Individuals with TBI may experience muscle weakness, which affects the fine motor control of fingers and arms. In this study, researchers examine how brain stimulation can help improve hand dexterity in individuals with TBI. Participants in this study play a video game while wearing a hand glove on the affected hand. By demonstrating specific finger movements and grips, participants are able to play songs. “Our lab focuses on studying novel neural engineering methods – such as non-invasive brain stimulation and smart wearable sensors – for improving the motor rehabilitation in individuals with stroke and traumatic brain injury,” said Viram Shenoy Handiru, PhD, director of the Neuromuscular and Electrophysiology Laboratory at the Foundation.

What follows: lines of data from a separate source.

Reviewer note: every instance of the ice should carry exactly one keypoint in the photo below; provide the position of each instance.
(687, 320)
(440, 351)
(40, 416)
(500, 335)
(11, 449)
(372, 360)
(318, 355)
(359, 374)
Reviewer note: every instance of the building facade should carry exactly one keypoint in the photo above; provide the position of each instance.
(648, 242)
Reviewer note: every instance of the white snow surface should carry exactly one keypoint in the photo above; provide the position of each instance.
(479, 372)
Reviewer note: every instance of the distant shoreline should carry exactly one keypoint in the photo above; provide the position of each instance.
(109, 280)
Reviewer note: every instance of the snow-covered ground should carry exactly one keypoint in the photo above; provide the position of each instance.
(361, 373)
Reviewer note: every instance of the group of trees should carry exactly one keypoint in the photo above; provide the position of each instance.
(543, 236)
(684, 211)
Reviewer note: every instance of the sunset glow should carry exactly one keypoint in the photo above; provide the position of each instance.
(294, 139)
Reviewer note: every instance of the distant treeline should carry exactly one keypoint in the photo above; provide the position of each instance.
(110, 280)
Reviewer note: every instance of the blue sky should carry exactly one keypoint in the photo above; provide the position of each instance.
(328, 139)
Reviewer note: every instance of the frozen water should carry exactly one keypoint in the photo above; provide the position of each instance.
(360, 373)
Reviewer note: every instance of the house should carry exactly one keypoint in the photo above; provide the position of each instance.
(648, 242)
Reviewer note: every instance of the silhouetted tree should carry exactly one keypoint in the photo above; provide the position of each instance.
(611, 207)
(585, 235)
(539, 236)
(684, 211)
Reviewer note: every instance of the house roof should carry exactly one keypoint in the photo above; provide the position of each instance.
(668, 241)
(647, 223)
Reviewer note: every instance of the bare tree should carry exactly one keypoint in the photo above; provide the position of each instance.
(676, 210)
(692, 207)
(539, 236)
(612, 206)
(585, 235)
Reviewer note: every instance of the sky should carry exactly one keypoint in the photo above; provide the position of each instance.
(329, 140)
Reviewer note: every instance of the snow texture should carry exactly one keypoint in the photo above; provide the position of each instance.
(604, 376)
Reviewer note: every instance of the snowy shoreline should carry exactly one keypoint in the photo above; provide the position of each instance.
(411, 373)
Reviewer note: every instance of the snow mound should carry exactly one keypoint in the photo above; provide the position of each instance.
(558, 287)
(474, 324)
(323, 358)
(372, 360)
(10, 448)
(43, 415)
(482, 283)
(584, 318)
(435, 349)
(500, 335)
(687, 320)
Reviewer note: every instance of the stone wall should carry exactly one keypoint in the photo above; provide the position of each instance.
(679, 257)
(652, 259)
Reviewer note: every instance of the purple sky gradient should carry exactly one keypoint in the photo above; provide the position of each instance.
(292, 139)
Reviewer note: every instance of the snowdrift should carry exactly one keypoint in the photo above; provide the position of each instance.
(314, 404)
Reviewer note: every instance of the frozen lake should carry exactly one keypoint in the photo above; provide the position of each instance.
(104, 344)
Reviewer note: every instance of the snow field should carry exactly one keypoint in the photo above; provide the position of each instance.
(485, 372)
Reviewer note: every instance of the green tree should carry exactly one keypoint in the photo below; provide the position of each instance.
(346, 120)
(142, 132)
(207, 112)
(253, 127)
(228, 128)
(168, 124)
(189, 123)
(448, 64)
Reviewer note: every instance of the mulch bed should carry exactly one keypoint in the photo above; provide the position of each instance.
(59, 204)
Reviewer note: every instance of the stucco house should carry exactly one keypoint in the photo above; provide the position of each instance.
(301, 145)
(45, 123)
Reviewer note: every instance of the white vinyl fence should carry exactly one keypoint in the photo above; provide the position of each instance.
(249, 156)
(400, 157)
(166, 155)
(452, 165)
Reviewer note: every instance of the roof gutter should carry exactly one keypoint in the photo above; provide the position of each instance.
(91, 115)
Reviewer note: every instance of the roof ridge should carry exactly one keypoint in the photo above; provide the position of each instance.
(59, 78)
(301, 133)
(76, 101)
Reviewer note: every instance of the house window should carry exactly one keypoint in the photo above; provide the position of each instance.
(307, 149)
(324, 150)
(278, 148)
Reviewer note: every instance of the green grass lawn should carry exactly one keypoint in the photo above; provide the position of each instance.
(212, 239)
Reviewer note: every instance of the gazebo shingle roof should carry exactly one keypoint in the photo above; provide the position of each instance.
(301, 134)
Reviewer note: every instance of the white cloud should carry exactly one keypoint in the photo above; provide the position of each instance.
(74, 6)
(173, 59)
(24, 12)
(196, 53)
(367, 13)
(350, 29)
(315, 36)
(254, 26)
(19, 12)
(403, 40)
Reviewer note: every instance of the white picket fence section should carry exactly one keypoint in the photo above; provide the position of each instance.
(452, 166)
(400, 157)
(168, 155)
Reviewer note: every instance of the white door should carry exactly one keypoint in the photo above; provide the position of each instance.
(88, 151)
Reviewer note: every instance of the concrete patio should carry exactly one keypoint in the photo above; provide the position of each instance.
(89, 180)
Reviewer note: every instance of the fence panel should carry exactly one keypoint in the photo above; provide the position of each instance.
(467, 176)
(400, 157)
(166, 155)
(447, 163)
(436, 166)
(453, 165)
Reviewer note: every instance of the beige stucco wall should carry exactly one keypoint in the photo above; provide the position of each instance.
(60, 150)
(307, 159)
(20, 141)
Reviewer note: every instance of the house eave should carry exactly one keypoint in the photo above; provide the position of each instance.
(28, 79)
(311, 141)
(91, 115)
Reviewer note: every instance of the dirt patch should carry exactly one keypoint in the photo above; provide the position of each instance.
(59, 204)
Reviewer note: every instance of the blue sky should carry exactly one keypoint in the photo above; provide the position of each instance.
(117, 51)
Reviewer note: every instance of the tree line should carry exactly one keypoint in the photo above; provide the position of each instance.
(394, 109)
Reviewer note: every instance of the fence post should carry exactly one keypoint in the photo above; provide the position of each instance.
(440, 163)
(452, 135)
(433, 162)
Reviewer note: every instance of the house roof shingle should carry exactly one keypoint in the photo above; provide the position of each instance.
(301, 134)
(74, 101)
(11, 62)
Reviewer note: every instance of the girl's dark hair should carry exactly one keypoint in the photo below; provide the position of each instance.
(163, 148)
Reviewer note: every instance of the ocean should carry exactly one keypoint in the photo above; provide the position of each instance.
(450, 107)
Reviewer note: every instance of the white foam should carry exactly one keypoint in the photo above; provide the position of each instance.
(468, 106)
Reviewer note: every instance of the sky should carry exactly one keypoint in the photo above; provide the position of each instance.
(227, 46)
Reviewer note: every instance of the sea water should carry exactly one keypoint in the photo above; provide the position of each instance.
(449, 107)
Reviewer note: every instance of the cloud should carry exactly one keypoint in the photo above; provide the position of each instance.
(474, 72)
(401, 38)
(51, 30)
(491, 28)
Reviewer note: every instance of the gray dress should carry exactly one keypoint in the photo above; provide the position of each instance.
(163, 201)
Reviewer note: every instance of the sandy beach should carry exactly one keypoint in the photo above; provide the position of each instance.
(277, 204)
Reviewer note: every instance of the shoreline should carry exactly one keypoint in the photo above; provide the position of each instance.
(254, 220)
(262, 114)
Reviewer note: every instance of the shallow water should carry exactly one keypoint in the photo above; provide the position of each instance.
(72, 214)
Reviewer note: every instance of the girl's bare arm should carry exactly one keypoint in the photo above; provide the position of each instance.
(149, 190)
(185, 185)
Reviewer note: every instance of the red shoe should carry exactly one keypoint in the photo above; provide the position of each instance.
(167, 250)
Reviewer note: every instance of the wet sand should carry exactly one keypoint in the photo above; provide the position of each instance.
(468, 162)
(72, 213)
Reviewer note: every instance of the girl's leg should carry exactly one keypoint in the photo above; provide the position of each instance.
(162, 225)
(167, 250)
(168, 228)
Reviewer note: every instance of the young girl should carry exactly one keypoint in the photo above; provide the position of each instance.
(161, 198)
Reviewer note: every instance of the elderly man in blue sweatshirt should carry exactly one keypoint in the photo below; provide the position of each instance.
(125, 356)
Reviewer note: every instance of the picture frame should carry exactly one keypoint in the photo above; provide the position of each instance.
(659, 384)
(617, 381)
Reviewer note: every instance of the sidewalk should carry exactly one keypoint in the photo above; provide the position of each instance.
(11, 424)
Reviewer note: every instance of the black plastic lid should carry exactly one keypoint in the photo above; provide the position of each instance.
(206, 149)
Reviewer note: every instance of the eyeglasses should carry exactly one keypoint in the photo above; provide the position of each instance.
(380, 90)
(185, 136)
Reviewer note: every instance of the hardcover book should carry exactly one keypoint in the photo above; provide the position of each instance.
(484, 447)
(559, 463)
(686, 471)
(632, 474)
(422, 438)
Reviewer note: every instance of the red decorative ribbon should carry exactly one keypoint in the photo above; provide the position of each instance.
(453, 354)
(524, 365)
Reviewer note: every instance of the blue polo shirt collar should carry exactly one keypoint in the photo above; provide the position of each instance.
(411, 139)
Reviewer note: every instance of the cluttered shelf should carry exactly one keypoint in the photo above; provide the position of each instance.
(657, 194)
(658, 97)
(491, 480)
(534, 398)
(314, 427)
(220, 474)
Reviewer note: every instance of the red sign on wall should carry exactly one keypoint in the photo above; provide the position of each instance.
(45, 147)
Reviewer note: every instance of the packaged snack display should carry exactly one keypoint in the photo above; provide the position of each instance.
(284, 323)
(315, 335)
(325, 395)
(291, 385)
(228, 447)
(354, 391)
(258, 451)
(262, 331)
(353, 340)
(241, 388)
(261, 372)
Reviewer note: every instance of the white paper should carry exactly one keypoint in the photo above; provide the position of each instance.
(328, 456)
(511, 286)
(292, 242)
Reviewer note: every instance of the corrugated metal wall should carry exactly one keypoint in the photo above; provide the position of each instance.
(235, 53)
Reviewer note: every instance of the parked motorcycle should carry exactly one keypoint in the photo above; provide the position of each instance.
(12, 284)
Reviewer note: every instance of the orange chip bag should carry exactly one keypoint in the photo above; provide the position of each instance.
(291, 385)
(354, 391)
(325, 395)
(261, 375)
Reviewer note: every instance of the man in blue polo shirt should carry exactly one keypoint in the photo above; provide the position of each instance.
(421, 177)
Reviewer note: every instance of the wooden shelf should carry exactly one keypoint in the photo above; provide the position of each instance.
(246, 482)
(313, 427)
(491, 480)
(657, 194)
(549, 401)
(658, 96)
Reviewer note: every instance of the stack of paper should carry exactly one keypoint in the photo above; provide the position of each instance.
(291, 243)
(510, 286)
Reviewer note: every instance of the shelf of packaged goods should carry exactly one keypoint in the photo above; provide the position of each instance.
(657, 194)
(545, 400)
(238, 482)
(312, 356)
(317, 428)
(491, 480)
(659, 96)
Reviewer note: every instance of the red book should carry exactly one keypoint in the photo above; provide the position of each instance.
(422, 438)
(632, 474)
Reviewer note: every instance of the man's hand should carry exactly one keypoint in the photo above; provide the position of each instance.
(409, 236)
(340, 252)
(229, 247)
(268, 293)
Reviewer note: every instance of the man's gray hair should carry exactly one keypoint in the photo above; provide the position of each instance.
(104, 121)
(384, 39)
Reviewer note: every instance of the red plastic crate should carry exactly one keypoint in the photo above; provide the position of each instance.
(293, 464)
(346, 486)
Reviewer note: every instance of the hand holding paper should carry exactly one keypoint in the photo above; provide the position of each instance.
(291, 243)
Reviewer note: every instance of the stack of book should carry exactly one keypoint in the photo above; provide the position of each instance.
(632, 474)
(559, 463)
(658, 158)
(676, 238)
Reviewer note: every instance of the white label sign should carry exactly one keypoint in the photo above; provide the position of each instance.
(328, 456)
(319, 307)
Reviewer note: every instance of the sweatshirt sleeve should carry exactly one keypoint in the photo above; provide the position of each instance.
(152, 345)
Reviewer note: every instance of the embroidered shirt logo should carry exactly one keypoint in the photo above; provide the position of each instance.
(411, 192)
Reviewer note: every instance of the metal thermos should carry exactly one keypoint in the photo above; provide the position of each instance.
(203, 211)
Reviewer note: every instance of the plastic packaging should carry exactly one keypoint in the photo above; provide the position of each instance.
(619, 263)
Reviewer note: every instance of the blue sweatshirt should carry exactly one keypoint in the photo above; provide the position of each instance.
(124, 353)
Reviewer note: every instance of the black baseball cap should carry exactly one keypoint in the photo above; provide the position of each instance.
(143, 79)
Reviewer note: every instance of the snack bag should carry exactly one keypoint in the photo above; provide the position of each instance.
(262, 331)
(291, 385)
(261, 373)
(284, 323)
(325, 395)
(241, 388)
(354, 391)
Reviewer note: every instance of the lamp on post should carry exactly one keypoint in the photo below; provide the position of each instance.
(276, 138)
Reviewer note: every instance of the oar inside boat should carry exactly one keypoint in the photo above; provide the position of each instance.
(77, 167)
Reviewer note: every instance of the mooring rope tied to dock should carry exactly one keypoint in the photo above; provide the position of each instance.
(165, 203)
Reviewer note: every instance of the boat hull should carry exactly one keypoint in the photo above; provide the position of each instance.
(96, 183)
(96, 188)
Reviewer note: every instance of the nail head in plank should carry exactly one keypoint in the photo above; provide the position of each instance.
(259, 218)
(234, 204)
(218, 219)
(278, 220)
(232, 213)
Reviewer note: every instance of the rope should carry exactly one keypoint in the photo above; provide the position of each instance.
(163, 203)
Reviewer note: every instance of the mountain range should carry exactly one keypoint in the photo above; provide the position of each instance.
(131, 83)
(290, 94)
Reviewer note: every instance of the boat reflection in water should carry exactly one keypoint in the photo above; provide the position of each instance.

C-MILL Augmented Reality Treadmill

After a TBI, individuals may have balance issues and difficulty walking. This research study utilizes a VR-based treadmill called C-MILL, which simulates walking conditions encountered in daily life. It is being used to help participants regain their ability to walk and balance. “Our mission is to develop and evaluate innovative, user-centered assistive and rehabilitation technology,” says Kiran Karunakaran, director of the Balance Assessment and Training Laboratory at the Foundation, “as well as develop technology-based quantitative assessments for gait and balance in people with mobility deficits.” Researchers are also examining changes in thinking ability and brain activity as a result of this training.